# Tracking And Consent

Insights records first-party activity through two public endpoints and a frontend render hook. The package should stay invisible to admin pages, Livewire traffic, debug tooling, and any path listed in `capell-insights.ignored_paths`.

## Runtime Flow

1. `RegisterInsightsTrackerHook` injects the tracker when `capell-insights.enabled` is true and the frontend render hook registry is bound.
2. The browser posts event batches to `POST /capell/insights/events` by default.
3. Consent changes post to `POST /capell/insights/consent`.
4. Controllers turn request payloads into `InsightsBeaconData`, `InsightsConsentData`, and `InsightsEventData`.
5. Actions write `InsightsVisit`, `InsightsConsent`, and `InsightsEvent` rows.

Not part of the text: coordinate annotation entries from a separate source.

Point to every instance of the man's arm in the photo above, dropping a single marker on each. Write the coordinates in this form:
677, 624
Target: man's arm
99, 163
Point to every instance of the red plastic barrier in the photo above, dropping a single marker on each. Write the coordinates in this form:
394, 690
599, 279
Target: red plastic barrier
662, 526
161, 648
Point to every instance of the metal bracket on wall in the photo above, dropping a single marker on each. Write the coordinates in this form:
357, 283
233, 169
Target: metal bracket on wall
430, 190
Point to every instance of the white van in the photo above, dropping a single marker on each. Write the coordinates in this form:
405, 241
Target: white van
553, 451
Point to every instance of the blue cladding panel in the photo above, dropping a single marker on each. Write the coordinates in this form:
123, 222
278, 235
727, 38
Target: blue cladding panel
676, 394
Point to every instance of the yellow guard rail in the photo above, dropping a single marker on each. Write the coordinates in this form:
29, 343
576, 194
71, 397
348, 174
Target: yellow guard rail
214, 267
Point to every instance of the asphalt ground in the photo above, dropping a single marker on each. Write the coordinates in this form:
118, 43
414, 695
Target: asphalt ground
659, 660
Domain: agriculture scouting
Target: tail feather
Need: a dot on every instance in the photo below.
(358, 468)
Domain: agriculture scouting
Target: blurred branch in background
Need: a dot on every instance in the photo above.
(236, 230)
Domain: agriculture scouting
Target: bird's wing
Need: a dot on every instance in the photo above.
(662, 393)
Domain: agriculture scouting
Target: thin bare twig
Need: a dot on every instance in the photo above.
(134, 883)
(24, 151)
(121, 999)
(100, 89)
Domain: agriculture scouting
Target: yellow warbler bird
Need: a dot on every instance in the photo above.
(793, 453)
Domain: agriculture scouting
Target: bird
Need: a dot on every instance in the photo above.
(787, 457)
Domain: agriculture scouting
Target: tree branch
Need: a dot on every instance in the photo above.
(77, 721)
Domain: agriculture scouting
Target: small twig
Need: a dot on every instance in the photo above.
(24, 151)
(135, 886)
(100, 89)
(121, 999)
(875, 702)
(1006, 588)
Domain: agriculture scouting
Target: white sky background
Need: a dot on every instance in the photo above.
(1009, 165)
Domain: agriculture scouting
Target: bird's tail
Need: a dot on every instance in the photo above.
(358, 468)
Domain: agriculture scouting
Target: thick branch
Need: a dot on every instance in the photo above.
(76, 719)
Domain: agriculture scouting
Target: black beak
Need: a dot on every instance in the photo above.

The route prefix comes from `capell-insights.route_prefix`. Both endpoints use the `web` middleware group, skip CSRF, and apply `throttle:60,1`.

## Config Keys

| Key                                               | Use                                                                  |
| ------------------------------------------------- | -------------------------------------------------------------------- |
| `capell-insights.enabled`                         | Turns tracker registration on or off.                                |
| `capell-insights.route_prefix`                    | Prefix for beacon and consent routes.                                |
| `capell-insights.track_page_views`                | Records page-view events when enabled.                               |
| `capell-insights.track_clicks`                    | Records click events when enabled.                                   |
| `capell-insights.automatic_click_tracking`        | Lets the frontend tracker capture clicks automatically.              |
| `capell-insights.require_consent_for_all_regions` | Blocks tracking until consent exists, regardless of detected region. |
| `capell-insights.default_consent_region`          | Fallback consent region when the request cannot resolve one.         |
| `capell-insights.policy_version`                  | Stored with consent records so policy updates can be audited.        |
| `capell-insights.retention_days`                  | Default cleanup window for `insights:purge`.                         |
| `capell-insights.hash_visitor_data`               | Hashes visitor identifiers before storage.                           |
| `capell-insights.hash_salt`                       | Salt used for hashing. Set this before production traffic.           |
| `capell-insights.ignored_paths`                   | Paths that should never be tracked.                                  |
| `capell-insights.ignored_selectors`               | Click targets the frontend tracker should skip.                      |
| `capell-insights.tables.*`                        | Table-name overrides, also used when registering protected tables.   |

## Record a Custom Action

Use `RecordCustomActionAction` for server-side events that are not browser clicks or page views.

```php
use Capell\Insights\Actions\RecordCustomActionAction;
use Capell\Insights\Data\InsightsEventData;
use Capell\Insights\Enums\InsightsEventType;

RecordCustomActionAction::run(
    visitUuid: 'visit_01HXZ8QY9J2N3R4S5T6V7W8X9Y',
    data: new InsightsEventData(
        type: InsightsEventType::Custom,
        url: 'https://example.test/newsletter',
        eventName: 'newsletter_signup',
        label: 'Footer signup',
    ),
);
```

Keep custom event names stable. Store identifiers and dimensions, not full request bodies.

## Update Consent

Consent writes should go through `UpdateInsightsConsentAction` so the stored region, category, status, and policy version stay consistent.

```php
use Capell\Insights\Actions\UpdateInsightsConsentAction;
use Capell\Insights\Data\InsightsConsentData;
use Capell\Insights\Enums\InsightsConsentRegion;
use Capell\Insights\Enums\InsightsConsentStatus;
use Illuminate\Http\Request;

final class ConsentController
{
    public function __invoke(Request $request)
    {
        return UpdateInsightsConsentAction::run(
            request: $request,
            data: new InsightsConsentData(
                insights: true,
                marketing: false,
                preferences: true,
            ),
            status: InsightsConsentStatus::Granular,
            region: InsightsConsentRegion::UkOrEurope,
        );
    }
}
```

If the constructor shape changes, update this doc with the action in the same change.

## Retention

Use the package command for cleanup in the host app. In this repository, test the behavior directly:

```bash
vendor/bin/pest packages/insights/tests --configuration=phpunit.xml
```

The runtime command is `insights:purge {--days=}` in the host application. This repository does not run `php artisan`.

## Safety Notes

- Keep admin, Livewire, debug, storage, and beacon paths in `ignored_paths`.
- Set `hash_salt` before recording production data. Changing it later breaks visitor continuity.
- Treat raw IP addresses and user agents as sensitive. Prefer hashed fields unless a product requirement says otherwise.